Three state a max of 30gb tethered, unlimited on the phone. According to my account, i don't use any tethered....................
 
Normally Firefox or Chro,ium, sometime Chrome or Epiphany (Web). I'm guessing some sort of sniffing at the useragent information...

Found the time to refresh my memory on this; so, yes, the useragent is one of the methods - that can be spoofed - but its reckoned that this method is now less used. The one that seems to have most traction last year was the use of the TTL, time to live, parameter in each transmission. I think the Linux default, 64, is the same as ios/android but Windows/MacOs seem to use 128. TTL is decremented with each hop so its fairly easy to sniff the packets and determine whether its likely to have come from a phone or a PC, not sure about tablets in this scenario. For the determined its possible to change the default TTL on many OSs to 65 so that it appears as 64 once its passed through the phone/modem.

The other way is to use a VPN for all transmissions but that involves extra cost
 
Yes, the Plusnet offer is decent if you're after a contract. I just wanted a pay as you go sim for the mifi and liked that the 24gb of the Three offer can just be used over however many months it lasts up to 2 years rather than paying each month and perhaps not using much data from month to month. I brought 2 of the Three SIM's as I figure 48gb should keep me going for the foreseeable future and it's far cheaper buying a new SIM on that Amazon deal than the cost to top up an existing SIM directly with Three. I use Giffgaff in my mobile.

To correct some misapprehensions - Plusnet is part of BT as is EE. Plusnet have absorbed EE subsidiary LIFE, the EE cheapie provider.
Plusnet don't offer more than a 30 day contract, which automatically rolls over - so you have to give them 30 days notice of leaving and all that they offer are their 1 month packages, which vary in size and look very attractive.

https://www.plus.net/mobile/plans/s...le&gclid=CLGHhbDPs9ECFZBNGQod0LwJLw&gclsrc=ds

In this case no usage outside UK rules them out for me even though they were offering x4 the value offered by GiffGaff.
However GiffGaff, in all the European countries, in which I've used them, have teamed up with the #1 carrier in that country - Greece, Finland, France, Switzerland.
For anyone sailing and using their mobiles inside the UK Plusnet currently offer a more attractive package than anyone else in the UK.
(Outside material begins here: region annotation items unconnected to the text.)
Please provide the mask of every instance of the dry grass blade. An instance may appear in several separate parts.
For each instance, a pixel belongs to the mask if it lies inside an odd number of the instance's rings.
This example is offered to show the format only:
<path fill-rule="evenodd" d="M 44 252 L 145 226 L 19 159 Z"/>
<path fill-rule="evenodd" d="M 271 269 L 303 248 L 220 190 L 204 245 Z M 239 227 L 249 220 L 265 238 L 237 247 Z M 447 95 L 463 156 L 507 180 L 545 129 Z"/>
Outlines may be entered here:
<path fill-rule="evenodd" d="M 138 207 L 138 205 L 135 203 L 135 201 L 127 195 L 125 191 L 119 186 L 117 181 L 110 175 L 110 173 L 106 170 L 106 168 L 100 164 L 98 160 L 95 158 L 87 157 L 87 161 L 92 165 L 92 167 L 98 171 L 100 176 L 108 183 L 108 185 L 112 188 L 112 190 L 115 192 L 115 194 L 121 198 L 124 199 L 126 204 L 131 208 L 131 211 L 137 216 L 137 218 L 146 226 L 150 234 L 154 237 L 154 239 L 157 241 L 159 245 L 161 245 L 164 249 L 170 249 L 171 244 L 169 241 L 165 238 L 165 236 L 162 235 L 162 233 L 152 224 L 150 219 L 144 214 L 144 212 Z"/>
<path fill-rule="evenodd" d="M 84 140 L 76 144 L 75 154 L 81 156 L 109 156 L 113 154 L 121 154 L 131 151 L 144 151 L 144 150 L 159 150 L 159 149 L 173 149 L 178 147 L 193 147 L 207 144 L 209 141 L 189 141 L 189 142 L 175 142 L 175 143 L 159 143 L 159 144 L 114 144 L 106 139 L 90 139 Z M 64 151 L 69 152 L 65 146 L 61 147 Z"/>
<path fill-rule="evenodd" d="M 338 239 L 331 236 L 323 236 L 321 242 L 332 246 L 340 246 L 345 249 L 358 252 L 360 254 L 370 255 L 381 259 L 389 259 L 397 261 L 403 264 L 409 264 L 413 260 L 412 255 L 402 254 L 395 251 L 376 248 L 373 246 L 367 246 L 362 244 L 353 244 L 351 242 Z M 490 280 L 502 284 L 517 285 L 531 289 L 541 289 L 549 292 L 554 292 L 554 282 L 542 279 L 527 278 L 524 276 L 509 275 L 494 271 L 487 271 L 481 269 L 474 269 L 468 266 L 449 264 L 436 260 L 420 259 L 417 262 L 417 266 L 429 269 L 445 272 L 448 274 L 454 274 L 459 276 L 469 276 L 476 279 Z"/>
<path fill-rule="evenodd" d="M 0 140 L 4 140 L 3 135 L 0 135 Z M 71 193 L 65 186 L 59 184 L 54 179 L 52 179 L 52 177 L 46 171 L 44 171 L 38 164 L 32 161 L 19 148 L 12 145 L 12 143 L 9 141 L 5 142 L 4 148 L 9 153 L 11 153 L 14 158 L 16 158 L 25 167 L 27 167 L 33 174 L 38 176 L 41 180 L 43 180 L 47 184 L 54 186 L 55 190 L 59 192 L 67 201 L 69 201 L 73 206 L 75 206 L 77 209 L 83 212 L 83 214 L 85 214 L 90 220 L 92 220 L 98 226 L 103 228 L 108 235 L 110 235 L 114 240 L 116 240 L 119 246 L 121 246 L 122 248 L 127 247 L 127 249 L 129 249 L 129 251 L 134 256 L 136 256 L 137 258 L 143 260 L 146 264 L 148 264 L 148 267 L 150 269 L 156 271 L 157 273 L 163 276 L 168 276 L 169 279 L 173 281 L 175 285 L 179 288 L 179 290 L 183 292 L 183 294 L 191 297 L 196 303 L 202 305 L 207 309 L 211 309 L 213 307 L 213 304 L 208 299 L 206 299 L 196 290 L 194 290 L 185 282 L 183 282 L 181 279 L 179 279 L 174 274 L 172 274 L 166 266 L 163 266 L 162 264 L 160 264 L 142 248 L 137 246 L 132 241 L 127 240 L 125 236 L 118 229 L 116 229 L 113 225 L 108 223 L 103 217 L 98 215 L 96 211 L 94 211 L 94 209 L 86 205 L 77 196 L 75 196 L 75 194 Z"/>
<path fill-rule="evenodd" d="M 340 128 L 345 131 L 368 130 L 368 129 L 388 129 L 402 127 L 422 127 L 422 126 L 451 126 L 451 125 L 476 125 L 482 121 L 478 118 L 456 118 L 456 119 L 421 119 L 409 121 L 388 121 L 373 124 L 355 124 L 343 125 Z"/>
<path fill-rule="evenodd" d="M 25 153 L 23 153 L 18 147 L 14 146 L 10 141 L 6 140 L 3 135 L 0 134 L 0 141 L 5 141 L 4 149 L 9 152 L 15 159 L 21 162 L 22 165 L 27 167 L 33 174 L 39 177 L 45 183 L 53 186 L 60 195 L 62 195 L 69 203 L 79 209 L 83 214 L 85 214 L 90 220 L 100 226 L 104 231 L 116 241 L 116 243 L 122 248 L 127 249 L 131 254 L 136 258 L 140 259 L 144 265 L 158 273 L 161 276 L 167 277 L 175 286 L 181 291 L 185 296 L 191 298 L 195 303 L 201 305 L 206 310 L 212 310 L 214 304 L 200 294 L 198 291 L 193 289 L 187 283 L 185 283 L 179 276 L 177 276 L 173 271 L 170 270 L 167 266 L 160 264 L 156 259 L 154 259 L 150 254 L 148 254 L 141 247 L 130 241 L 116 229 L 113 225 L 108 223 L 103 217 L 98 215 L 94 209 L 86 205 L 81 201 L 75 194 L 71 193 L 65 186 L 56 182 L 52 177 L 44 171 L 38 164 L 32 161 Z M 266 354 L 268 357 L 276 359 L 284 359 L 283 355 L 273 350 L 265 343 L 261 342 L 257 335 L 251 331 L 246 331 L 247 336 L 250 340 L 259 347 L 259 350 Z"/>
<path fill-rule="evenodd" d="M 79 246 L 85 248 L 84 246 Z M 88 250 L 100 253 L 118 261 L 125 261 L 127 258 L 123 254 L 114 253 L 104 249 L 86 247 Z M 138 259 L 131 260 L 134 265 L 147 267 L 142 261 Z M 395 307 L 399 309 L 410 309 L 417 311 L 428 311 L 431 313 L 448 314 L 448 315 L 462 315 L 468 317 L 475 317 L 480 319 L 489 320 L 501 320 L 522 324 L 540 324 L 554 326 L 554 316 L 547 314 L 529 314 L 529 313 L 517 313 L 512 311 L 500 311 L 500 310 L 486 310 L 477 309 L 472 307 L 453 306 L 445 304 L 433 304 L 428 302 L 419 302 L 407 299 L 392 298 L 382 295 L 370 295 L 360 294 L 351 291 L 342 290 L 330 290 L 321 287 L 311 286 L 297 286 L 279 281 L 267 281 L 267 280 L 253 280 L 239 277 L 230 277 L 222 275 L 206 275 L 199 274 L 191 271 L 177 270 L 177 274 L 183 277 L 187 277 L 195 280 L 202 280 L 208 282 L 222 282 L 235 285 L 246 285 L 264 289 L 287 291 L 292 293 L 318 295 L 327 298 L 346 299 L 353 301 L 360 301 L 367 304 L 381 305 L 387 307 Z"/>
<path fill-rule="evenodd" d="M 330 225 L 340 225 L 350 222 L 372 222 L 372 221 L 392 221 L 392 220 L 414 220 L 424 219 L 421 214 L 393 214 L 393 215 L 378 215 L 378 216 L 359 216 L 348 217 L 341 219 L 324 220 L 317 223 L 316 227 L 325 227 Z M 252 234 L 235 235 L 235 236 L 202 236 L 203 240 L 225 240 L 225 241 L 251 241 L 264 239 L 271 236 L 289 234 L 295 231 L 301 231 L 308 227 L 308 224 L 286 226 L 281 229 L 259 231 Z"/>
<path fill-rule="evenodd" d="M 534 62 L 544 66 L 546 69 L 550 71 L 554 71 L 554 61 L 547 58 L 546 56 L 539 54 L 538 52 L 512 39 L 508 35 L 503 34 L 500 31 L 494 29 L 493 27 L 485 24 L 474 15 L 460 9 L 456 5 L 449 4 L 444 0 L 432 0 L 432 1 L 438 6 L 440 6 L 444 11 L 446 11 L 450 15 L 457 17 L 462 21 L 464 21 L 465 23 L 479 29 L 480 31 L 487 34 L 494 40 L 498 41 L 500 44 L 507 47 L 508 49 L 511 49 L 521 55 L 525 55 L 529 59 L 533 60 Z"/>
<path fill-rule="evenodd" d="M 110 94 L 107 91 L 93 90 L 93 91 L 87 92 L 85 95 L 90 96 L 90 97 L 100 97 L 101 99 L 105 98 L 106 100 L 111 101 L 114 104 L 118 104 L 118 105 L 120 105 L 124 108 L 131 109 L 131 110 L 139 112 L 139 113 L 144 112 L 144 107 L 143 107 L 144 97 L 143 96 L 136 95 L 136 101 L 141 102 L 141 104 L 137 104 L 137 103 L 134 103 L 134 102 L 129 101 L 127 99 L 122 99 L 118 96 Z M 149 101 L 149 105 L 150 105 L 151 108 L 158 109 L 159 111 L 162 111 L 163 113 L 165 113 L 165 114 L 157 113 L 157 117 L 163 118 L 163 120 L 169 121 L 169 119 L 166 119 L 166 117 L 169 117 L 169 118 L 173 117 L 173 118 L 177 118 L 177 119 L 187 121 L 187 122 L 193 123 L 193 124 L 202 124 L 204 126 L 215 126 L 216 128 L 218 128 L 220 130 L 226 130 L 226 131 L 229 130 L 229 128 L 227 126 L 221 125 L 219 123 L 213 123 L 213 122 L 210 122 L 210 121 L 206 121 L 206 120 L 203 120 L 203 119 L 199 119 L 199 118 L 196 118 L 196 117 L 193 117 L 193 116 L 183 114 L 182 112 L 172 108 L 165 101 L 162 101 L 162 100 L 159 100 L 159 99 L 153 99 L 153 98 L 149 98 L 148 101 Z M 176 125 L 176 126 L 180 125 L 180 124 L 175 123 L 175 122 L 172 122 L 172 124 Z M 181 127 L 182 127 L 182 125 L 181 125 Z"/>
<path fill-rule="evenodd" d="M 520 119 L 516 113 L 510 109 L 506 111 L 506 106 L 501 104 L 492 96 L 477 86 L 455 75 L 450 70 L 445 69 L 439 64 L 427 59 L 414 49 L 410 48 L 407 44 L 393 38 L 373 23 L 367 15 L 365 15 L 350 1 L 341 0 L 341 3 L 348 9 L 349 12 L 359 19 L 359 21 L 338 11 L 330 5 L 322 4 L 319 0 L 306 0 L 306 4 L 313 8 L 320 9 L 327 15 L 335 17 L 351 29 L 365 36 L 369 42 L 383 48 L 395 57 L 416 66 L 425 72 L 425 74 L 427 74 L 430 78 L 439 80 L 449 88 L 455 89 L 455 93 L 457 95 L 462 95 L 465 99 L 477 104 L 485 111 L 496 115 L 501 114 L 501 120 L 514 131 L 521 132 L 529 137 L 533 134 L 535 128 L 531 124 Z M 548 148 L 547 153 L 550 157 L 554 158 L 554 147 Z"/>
Giffgaff operate with the O2 network (ironically BT Mobile before being sold to Telfonica), that network is on a par, for UK coverage, with Vodafone, neither as good as BT/EE.

As to tethering - all the mobile providers are trying to stop customers from doing it, it's a techie battle as they find various (legal) ways to cut it out and their ever-competent, adversarial customers find ways (probably not so legal) around them. But that's the story of all software/telecomms markets - look at what Microsoft have done with their 3rd iteration of UEFI.